Vic Walczak, legal director of the ACLU of Western Pennsylvania, acknowledged that government might sometimes need to acquire people's reading lists, conduct secret searches of their homes or even hold secret trials. But he said the Patriot Act's most worrisome result has been doing away with meaningful judicial review of those acts, such as assessing whether there's probable cause of a crime before acquiring a search warrant. The Patriot Act, he says, "makes judges into rubber stamps."

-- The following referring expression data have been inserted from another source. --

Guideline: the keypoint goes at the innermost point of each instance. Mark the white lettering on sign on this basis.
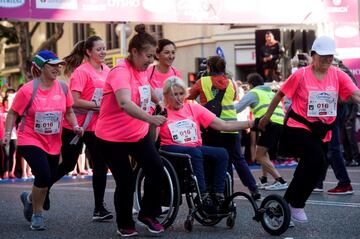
(11, 3)
(355, 71)
(123, 3)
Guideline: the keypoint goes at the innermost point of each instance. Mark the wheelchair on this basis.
(179, 179)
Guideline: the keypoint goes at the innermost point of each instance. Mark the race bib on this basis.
(183, 131)
(145, 97)
(98, 93)
(159, 93)
(47, 123)
(322, 103)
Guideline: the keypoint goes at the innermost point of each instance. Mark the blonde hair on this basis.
(170, 83)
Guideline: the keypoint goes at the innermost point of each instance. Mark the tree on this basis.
(20, 32)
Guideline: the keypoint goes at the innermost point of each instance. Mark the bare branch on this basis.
(34, 29)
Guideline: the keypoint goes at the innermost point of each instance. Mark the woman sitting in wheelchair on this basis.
(181, 134)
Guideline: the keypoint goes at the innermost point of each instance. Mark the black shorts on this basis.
(271, 136)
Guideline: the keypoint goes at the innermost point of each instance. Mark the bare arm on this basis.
(229, 126)
(274, 103)
(9, 124)
(356, 96)
(123, 98)
(81, 103)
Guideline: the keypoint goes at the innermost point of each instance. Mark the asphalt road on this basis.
(72, 207)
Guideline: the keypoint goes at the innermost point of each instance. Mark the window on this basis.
(112, 40)
(155, 31)
(50, 30)
(81, 31)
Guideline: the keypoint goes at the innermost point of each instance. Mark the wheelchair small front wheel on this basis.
(189, 224)
(276, 214)
(230, 221)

Walczak noted that the ACLU had sued Ashcroft's Justice Department to learn how many warrants had been issued under Section 215 of the Patriot Act -- which gives the government unprecedented access to personal records and belongings -- but had been "stonewalled." When he asked Buchanan about those numbers on Sept. 16, she responded, "That information is classified for reasons of national security," drawing boos from the otherwise polite crowd. Lobel (whose law students in the 1980s included one Mary Beth Buchanan) said, "That's not an answer, that's a slogan ... the talismanic invocation of 'national security' is supposed to stop all discussion." Buchanan's lone pro-Patriot Act ally on the panel convened by the Allegheny County Library Association and the League of Women Voters was Erin Beckman, a supervisory special agent for the FBI's Pittsburgh Division, who said, "To give away any information could, as in any type of war, give the enemy an edge. ... So we cannot tell the numbers."
On the other hand, while the evening's discussion typically turned on the tension between civil liberties and the need for security, Walczak commended the FBI for working with the ACLU and the local Arab-American population to keep its anti-terror investigations respectful. "The best way to fight terrorism," he said, "is to respect people's constitutional rights."